La propuesta, impulsada por el Ministerio de Derechos Sociales, Consumo y Agenda 2030, supone un incremento del 15% respecto a la cantidad repartida el año anterior. Quedan fuera de este sistema de distribución País Vasco y Navarra, que cuentan con un régimen foral propio.
El reparto se calcula a partir de 13 indicadores objetivos. Entre ellos figuran la población, la tasa Arope de riesgo de pobreza o exclusión social, la renta por habitante, la dispersión territorial, el número de familias monoparentales y los índices de envejecimiento y discapacidad. También se reservan sendas asignaciones fijas para La Rioja (1,02%), Ceuta (0,80%) y Melilla (0,81%).
La distribución deberá ser validada por el Consejo Territorial de Servicios Sociales y del Sistema para la Autonomía y Atención a la Dependencia. Tras ese acuerdo, será la Junta de Extremadura la encargada de publicar su convocatoria y gestionar las ayudas en el ámbito regional.
Podrán optar a estas subvenciones las entidades y asociaciones del Tercer Sector de acción social que cumplan las condiciones que se establezcan en la convocatoria autonómica. Los recursos se dirigirán a iniciativas de atención directa para personas en situación de pobreza, exclusión social o especial vulnerabilidad.
La última convocatoria con datos consolidados, correspondiente a 2024, permitió financiar más de 10.000 proyectos en toda España. Las actuaciones beneficiaron, entre otros grupos, a personas con discapacidad, población gitana, mayores, infancia y familias.

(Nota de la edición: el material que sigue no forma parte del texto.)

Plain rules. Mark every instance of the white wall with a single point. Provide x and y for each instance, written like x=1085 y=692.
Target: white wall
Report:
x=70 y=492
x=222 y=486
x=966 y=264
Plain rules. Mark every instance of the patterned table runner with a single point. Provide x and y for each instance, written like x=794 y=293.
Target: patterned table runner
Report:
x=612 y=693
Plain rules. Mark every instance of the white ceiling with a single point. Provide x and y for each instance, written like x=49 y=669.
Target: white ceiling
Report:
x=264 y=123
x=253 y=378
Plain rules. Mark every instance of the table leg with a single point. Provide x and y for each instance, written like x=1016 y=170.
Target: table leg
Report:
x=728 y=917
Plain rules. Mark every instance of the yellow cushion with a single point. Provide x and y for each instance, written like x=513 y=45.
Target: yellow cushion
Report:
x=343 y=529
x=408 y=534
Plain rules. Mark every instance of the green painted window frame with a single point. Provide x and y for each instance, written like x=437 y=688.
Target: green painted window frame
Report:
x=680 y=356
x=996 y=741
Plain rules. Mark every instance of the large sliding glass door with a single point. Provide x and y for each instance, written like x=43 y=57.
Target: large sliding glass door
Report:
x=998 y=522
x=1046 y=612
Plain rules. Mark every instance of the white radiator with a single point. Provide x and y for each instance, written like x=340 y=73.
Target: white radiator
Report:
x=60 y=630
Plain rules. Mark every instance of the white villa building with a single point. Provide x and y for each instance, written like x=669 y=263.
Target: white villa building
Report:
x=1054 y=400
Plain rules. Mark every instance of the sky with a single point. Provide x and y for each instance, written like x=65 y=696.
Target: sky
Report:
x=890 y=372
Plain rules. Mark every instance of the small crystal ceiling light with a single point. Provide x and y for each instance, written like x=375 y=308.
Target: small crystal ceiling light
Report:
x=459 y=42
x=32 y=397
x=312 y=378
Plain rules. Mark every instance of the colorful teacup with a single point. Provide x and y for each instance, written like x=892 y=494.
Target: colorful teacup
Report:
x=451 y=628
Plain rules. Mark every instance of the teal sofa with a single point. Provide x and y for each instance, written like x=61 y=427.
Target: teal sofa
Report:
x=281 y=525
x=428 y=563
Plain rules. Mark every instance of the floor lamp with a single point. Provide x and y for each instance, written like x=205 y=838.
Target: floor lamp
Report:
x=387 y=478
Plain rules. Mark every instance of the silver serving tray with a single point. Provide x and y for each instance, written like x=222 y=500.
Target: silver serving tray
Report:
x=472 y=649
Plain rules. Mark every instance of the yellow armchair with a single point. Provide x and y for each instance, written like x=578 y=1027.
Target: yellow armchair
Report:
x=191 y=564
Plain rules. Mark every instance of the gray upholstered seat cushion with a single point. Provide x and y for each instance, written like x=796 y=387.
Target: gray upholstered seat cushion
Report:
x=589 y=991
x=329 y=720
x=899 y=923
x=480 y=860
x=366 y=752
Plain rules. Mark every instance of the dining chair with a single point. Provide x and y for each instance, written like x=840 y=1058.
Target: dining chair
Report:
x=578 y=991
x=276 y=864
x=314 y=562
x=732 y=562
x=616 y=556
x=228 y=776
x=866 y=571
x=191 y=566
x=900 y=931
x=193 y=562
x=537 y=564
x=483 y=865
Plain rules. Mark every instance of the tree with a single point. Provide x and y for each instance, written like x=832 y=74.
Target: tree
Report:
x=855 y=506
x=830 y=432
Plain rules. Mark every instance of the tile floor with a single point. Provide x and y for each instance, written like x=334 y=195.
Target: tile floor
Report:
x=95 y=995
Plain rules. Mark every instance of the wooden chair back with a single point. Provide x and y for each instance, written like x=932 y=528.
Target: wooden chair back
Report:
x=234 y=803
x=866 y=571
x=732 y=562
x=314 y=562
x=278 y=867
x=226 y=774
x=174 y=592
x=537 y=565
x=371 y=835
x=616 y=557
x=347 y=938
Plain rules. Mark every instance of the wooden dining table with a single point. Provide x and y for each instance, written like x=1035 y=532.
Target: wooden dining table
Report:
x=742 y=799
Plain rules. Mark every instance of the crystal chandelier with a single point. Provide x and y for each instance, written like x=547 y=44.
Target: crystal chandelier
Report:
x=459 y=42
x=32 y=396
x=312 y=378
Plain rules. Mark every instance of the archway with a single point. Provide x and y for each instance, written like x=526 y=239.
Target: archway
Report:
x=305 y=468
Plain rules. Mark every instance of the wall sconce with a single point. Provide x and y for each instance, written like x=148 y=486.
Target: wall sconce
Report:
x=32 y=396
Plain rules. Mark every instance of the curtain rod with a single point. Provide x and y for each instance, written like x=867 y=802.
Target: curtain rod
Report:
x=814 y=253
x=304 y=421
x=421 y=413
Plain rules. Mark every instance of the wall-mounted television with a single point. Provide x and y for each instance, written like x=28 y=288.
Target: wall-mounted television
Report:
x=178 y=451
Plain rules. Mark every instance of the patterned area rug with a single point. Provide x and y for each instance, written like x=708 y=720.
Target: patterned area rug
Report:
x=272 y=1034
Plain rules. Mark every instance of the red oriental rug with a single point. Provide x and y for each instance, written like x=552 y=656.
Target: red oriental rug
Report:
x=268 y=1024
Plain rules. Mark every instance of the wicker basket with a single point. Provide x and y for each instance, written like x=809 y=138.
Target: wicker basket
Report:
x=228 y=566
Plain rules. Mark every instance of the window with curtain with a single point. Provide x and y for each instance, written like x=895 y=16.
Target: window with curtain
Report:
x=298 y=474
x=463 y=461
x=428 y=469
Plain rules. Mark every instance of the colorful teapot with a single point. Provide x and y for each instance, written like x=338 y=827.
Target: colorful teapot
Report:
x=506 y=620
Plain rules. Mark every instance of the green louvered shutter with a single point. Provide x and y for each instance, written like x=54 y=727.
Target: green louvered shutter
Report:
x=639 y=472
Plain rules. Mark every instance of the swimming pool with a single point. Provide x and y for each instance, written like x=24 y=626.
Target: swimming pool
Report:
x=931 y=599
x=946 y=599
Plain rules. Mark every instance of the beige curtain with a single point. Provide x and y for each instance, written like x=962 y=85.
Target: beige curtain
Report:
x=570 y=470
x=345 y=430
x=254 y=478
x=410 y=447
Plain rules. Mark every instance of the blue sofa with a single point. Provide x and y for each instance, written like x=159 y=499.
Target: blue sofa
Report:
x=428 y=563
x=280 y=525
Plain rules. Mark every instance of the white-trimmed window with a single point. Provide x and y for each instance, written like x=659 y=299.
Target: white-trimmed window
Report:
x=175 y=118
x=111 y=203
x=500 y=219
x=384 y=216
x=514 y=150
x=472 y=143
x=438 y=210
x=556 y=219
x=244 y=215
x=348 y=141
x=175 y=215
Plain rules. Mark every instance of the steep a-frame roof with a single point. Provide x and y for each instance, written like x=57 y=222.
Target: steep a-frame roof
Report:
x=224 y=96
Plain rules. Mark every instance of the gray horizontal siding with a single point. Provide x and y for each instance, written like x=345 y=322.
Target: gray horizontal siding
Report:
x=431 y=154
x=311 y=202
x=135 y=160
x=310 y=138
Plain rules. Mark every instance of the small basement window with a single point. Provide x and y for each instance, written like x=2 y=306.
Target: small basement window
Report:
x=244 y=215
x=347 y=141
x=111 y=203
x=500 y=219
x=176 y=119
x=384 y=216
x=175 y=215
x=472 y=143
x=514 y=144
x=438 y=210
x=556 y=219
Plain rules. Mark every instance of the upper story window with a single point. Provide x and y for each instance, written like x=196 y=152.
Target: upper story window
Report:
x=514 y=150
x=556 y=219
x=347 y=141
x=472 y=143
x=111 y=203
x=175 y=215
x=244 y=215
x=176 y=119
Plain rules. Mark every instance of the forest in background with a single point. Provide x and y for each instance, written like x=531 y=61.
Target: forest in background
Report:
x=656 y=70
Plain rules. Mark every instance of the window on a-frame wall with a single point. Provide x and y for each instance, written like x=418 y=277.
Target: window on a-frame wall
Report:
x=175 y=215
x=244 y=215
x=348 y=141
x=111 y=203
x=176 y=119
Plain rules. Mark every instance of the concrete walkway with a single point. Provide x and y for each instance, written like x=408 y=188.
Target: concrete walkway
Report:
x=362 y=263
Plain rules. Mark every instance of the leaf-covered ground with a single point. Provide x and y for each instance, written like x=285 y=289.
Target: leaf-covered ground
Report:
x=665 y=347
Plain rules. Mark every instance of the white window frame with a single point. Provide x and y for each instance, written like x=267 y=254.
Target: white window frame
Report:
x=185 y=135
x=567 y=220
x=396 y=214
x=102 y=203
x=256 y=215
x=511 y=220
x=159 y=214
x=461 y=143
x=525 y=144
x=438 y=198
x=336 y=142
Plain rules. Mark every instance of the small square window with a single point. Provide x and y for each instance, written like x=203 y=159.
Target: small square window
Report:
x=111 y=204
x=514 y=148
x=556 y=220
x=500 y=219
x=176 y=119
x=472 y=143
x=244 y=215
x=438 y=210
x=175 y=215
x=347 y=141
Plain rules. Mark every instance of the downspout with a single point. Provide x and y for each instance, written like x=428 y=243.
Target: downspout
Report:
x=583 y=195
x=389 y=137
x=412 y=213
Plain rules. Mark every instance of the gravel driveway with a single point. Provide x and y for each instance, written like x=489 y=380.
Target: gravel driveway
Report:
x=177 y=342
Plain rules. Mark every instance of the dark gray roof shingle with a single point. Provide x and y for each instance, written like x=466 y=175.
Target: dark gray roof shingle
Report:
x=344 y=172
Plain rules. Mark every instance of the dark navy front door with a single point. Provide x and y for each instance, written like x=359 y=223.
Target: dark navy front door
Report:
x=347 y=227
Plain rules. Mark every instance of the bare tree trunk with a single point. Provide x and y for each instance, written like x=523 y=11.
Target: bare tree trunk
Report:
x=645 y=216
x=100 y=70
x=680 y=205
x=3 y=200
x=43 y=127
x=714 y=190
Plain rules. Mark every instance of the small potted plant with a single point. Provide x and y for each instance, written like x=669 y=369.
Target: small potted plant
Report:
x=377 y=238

El modelo de reparto parte del acuerdo aprobado en 2021 por el Consejo Territorial de Servicios Sociales y el Sistema para la Autonomía y Atención a la Dependencia. Establece dos vías de financiación: el 20% de la recaudación se destina al tramo estatal y el 80% se transfiere a las comunidades autónomas de régimen común para que articulen sus propias líneas de subvenciones.
Aunque aquel acuerdo tenía una vigencia inicial de cinco años y expiró el pasado junio ha sido prorrogado durante dos años y medio, hasta el 31 de diciembre de 2028. La ampliación contempla, además, la ejecución de los programas financiados durante 2029.